An edible, he explained, is five milligrams or less, but that up to 50 in a package is a normal amount. If you eat two, he said it would equal what is considered illegal. He also noted that in Douglas County, there are at least five places that sell the now legalized forms of THC.
“No license is needed to sell and the state didn’t provide us with any restrictions or regulations,” Larson said. “They left it up to municipalities and governments.”
He told the commissioners they need to decide if the county should regulate it and maybe pass an ordinance or something. His recommendation is that the commissioners work with other stakeholders, like the Alexandria City Council and Horizon Public Health.
“We need to invite the city and public health and others and tackle this issue and come up with something,” he said. “The city and county should be on the same page.”
Larson added that it was his understanding the city voted against a moratorium and that he also does not recommend a moratorium on it as if the county did that, they would then have to come up with some sort of enforcement plan.

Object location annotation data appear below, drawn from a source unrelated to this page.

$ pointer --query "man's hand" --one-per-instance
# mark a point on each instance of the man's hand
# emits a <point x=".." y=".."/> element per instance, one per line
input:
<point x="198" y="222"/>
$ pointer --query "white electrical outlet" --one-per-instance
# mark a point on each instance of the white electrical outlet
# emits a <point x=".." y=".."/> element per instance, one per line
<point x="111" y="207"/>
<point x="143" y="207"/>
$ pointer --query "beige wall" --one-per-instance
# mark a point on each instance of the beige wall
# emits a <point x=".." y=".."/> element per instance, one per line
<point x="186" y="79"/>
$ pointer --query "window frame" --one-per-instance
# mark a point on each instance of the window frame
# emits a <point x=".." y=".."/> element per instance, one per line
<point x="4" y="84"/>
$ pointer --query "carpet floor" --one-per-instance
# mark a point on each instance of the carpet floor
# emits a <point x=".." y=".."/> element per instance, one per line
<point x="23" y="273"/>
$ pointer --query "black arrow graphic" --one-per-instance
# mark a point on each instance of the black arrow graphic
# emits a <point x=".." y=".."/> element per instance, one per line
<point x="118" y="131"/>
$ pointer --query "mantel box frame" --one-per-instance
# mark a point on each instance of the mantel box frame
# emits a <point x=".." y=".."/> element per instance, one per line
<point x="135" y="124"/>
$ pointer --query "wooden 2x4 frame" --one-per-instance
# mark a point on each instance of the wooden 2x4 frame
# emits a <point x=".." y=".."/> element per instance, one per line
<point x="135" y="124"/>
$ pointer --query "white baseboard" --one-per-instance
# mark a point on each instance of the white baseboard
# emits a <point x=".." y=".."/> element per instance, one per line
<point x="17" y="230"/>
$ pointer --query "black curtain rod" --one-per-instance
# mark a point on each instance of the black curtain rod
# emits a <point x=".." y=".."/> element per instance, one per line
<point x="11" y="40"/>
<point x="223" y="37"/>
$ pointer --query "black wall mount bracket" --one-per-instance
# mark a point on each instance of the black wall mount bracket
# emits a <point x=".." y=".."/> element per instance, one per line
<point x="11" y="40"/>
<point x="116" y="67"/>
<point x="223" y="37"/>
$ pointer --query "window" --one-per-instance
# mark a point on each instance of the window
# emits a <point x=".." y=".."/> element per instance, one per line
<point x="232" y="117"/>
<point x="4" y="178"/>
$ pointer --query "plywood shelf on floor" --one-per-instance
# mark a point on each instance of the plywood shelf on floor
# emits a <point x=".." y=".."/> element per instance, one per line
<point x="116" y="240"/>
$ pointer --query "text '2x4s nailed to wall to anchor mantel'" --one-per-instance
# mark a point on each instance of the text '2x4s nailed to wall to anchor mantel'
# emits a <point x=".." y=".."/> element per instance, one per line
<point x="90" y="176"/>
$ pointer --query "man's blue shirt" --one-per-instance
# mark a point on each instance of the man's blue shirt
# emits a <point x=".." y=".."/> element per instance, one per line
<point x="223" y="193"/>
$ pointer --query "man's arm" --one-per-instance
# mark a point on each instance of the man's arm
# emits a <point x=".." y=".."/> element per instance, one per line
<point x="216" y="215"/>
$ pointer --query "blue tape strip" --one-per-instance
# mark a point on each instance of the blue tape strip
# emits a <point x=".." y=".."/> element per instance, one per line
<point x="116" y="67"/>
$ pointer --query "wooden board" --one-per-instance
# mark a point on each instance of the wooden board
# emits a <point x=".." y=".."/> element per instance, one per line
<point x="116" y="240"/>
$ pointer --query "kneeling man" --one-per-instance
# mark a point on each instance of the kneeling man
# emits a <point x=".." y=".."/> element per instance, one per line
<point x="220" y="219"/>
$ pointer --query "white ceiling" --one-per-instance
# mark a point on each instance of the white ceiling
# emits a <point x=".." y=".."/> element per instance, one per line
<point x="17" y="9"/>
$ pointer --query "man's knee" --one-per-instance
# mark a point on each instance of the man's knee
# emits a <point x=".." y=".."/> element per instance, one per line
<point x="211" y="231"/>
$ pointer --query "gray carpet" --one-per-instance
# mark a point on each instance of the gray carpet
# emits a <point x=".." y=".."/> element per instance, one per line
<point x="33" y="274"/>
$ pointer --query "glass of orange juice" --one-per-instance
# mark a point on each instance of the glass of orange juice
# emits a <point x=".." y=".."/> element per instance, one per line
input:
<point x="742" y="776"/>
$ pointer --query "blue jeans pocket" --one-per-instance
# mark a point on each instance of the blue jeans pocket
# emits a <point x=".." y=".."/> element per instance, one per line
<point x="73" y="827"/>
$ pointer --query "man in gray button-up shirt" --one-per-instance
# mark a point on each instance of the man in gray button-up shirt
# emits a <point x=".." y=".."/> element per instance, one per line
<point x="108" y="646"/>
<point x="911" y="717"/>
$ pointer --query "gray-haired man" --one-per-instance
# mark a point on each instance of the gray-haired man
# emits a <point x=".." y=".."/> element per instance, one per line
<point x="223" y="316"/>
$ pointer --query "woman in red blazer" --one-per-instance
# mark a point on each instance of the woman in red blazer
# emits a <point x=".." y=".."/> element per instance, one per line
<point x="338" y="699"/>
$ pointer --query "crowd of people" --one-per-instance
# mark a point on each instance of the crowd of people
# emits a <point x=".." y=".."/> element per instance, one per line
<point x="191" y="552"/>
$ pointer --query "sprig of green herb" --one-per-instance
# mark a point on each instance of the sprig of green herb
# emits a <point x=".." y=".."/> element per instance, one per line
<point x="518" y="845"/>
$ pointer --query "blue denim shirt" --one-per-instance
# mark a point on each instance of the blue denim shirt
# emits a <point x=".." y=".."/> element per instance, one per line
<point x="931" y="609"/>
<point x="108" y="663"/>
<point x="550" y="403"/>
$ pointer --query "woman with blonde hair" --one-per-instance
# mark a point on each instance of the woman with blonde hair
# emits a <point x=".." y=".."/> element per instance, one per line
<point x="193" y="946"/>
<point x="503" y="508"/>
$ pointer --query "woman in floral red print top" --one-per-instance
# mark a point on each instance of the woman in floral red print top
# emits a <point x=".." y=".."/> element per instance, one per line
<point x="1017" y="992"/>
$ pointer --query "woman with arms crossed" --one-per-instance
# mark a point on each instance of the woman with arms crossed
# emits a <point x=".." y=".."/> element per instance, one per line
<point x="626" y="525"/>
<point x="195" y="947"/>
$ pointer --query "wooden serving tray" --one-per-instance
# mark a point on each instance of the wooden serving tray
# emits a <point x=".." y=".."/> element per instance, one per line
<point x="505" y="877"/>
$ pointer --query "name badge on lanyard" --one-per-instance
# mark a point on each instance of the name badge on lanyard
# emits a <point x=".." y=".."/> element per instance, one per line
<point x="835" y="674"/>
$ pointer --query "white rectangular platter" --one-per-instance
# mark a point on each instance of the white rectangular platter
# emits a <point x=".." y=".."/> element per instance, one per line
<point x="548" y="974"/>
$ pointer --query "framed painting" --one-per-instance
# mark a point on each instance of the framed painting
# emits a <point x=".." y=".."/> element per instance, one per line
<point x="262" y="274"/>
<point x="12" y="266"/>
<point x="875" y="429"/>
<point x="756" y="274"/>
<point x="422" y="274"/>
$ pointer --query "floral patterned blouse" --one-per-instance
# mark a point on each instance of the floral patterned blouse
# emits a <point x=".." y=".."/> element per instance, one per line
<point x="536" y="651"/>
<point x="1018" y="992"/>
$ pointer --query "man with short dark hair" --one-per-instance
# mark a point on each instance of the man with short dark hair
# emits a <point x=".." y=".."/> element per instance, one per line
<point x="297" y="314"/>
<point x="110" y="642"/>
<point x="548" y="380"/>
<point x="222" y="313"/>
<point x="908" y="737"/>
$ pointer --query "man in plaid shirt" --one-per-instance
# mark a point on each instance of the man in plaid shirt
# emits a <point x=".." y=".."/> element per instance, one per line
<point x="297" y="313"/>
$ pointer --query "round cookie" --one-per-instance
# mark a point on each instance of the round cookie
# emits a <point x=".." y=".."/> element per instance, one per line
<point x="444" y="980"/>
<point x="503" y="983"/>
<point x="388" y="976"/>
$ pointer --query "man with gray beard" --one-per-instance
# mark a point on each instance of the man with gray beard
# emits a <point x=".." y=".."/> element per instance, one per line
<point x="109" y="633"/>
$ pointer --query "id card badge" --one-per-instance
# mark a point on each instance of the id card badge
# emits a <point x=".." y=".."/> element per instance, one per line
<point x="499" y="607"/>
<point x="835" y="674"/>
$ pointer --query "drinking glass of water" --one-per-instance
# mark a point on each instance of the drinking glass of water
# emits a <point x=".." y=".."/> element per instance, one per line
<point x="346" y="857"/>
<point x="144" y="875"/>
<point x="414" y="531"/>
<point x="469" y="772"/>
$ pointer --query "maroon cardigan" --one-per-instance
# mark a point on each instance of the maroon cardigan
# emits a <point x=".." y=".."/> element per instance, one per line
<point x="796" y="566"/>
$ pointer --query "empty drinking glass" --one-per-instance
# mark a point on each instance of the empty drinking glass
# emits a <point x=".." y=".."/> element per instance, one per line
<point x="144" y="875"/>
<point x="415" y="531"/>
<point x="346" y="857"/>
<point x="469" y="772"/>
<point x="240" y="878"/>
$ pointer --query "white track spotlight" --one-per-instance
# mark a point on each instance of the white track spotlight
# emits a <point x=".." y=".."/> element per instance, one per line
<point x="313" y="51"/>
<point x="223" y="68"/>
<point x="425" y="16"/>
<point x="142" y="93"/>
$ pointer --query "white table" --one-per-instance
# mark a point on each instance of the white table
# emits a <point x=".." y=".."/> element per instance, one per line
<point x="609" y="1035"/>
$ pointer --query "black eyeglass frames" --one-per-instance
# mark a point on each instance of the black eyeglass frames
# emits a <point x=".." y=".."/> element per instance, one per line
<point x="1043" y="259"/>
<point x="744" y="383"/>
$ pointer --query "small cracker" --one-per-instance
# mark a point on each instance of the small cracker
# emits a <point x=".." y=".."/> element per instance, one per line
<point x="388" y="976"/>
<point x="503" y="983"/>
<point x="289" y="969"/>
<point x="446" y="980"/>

“It gets a little more complicated when it comes to enforcement,” Larson told the commissioners, noting that the Bureau of Criminal Apprehension doesn’t have a plan for testing these things but the county could pay private labs to do it but then where would the funds come from.
“We have a mess here!” Larson stated.
Commissioner Jerry Rapp said he doesn’t know exactly what these types of products do to people and asked Larson if he would want people working for him if they ingested these types of edibles.
With some hesitation, Larson said, “I would not.”
Douglas County Sheriff Troy Wolbersen said he has enforcement issues with this new law, too.
He said his office has two certified Drug Recognition Experts, but that as drug use keeps going up, so will the need for more DREs. Those who are a certified DRE are trained to look for signs that would be caused by drug impairment rather than alcohol.
Wolbersen said, though, that those under the influence of THC are harder to process. With other types of drugs, he said they stay in a person’s system for about 24 hours after usage. THC will show in a system a lot longer than that, he said.
He said he wasn’t jumping on the side of Big Tobacco, but said people can’t buy candy cigarettes, which are just made of sugar. But, he said they can buy gummies that look like candy and have THC in them.
“Big tobacco was sued numerous times and told they can’t use cartoon characters and other things to commercialize their product toward youth,” said Wolbersen. “And here we have edible marijuana that looks like candy. We recovered a bunch of edibles in bags that look like Doritos and other stuff kids eat. It is being marketed to our youth.”
He added that he has two grandsons and that they like gummy candy, but he doesn’t and that it is definitely being marketed to the younger generation. Wolbersen also said that if it’s like Lay’s potato chips that advertise people can’t have just one, there’s going to be lots of problems.
There was no action taken by the commissioners at Tuesday’s meeting, but there are plans to work with city officials and other stakeholders to come up with a plan.